Journalist Sathnam Sanghera says the Amritsar massacre shows “that sometimes we were the bad guys, sometimes we were the racists and I think we need to come to terms with that”
— BBC Newsnight (@BBCNewsnight) April 12, 2019
It would be almost impossible to state the opposite of the truth with more misleading sincerity. These days in schools and universities young people are subjected to a non-stop diet of anti-British brainwashing about Empire.

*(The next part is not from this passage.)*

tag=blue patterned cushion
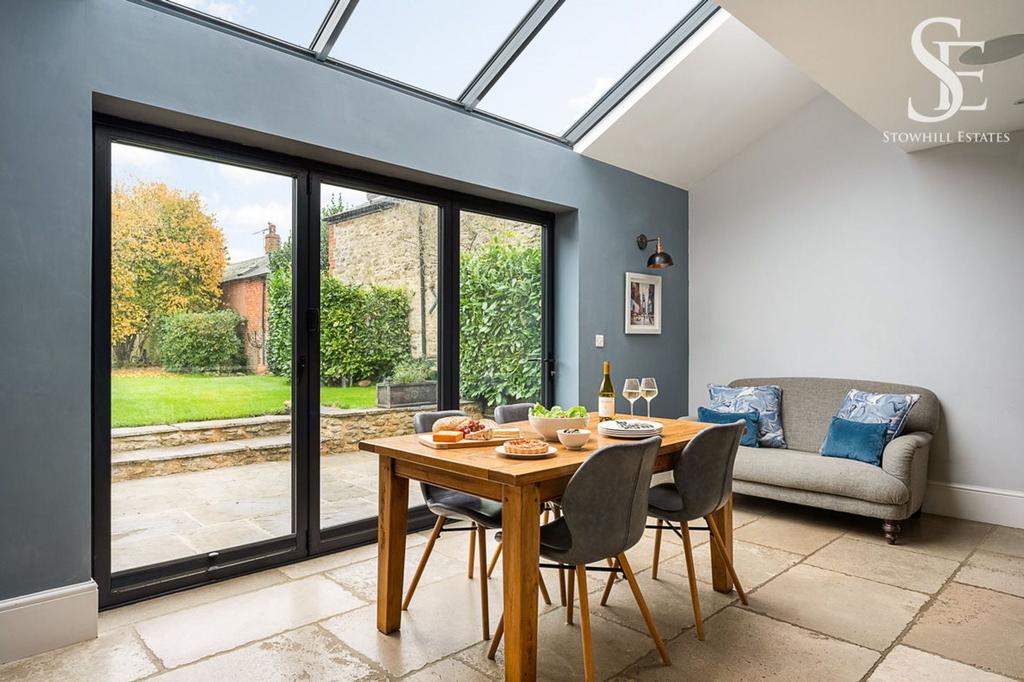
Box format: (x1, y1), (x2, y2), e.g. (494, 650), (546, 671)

One of the most widely used school history textbooks, for example, much reprinted, is entitled Minds and Machines: Britain 1750-1900. Its authors include senior educational advisers to government. In order to denigrate all things British, bogus evidence is invented for pupils to use in forming an opinion of the British Empire. In relation to colonised people, for example, it states that ‘we have tried to imagine what they would tell us if they were to come back from the dead’. Pupils thus learn that an undead Princess Rani Lakshmi would tell us that: ‘The British punished survivors by firing cannon balls through them at point blank range’ and so on and so on. Yes, imaginary evidence, ‘fake news’ in its purest form, to damn the Brits in general and the Empire in particular.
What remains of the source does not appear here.